Quantitative Framework for Cloaking Devices’ Performance Set by Scientists

Researchers at the Cockrell School of Engineering at The University of Texas have successfully quantified the basic physical constrains of cloaking systems. Cloaking systems are devices that are used to conceal objects from electromagnetic waves such as microwaves, visible light, infrared and radio waves, by making them undetectable or invisible.

The graph shows the trade-off between how much an object can be made transparent (scattering reduction; vertical axis) and the color span (bandwidth; horizontal axis) over which this phenomenon can be achieved. (Credit: Cockrell School of Engineering)

The researchers theory confirms the possibility of using cloaks to hide an object completely for a specific wavelength, but hiding an object from an illumination containing different wavelengths is a bigger challenge as the size of the object increases.

Electrical and computer engineering professor, Andrea Alù, who is also an expert in the field of cloaking technology collaborated with graduate student Francesco Monticone, to develop a quantitative framework that can set limits on the bandwidth potential of electromagnetic cloaks for objects of various compositions and sizes. Due to this development, researchers can now create and develop customized cloaks for objects after estimating the maximum potential of invisibility systems. The duo’s work has been published in the journal Optica.

Metamaterials are used to produce these cloaks. These materials possess unique characteristics that allow them to make an object transparent or invisible and also provide them with better control over incoming waves. The limits set by Alù and Monticone are for cloaks that are made of passive metamaterials, which do not make use of external sources for energy.

Alù states that a better understanding of the size and bandwidth constrains is essential for estimating the capabilities of cloaking systems used in applications like biomedical systems, military radars and communication antennas. The framework developed by the duo indicates that the size of the object that has to be concealed and the incoming wave’s wavelength have a huge impact on the working of a passive cloak. It also shows that the cloaking becomes harder as the wavelengths become short.

Cloaking a moderate sized antenna from radio waves, to ensure better communications, over broad wavelengths is possible. However, concealing larger objects such as military tanks or human beings from visible light, which has shorter wavelengths when compared to radio waves, is an impossible feat to achieve.

We have shown that it will not be possible to drastically suppress the light scattering of a tank or an airplane for visible frequencies with currently available techniques based on passive materials, but for objects comparable in size to the wavelength that excites them (a typical radio-wave antenna, for example, or the tip of some optical microscopy tools), the derived bounds show that you can do something useful, the restrictions become looser, and we can quantify them.

Francesco Monticone, Graduate Student, University of Texas

The framework created by the researchers can act as a guide for any further study that is to be done on cloaking. Moreover, it can also help in eliminating some of the myths related to the cloaking and its capability to conceal objects completely by turning them invisible.

“The question is, ‘Can we make a passive cloak that makes human-scale objects invisible?’” Alù said. “It turns out that there are stringent constraints in coating an object with a passive material and making it look as if the object were not there, for an arbitrary incoming wave and observation point.”

With bandwidth boundaries available, developing new devices with the technology that are within the limits mentioned in the framework is possible.

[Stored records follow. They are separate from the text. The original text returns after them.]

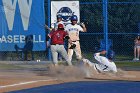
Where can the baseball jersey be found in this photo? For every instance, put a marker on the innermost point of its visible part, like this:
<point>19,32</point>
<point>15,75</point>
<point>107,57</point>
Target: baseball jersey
<point>104,63</point>
<point>57,23</point>
<point>73,31</point>
<point>57,37</point>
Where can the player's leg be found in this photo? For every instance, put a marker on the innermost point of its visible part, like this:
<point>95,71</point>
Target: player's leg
<point>135,51</point>
<point>78,50</point>
<point>64,54</point>
<point>138,52</point>
<point>87,62</point>
<point>70,53</point>
<point>54,54</point>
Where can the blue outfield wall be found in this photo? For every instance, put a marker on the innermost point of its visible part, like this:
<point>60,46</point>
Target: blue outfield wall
<point>21,18</point>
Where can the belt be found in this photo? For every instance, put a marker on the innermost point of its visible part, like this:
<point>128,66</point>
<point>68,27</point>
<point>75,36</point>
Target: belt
<point>57,44</point>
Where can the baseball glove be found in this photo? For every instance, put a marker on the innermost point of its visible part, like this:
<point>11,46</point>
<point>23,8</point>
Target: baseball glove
<point>72,46</point>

If we want to go beyond the performance of passive cloaks, there are other options. Our group and others have been exploring active and nonlinear cloaking techniques, for which these limits do not apply. Alternatively, we can aim for looser forms of invisibility, as in cloaking devices that introduce phase delays as light is transmitted through, camouflaging techniques, or other optical tricks that give the impression of transparency, without actually reducing the overall scattering of light.

Francesco Monticone, Graduate Student, University of Texas

In order to attain broader transparency bandwidths in cloaks, Alù’s lab is using metamaterials that can draw energy from external sources.

“Even with active cloaks, Einstein’s theory of relativity fundamentally limits the ultimate performance for invisibility,” Alù said. “Yet, with new concepts and designs, such as active and nonlinear metamaterials, it is possible to move forward in the quest for transparency and invisibility.”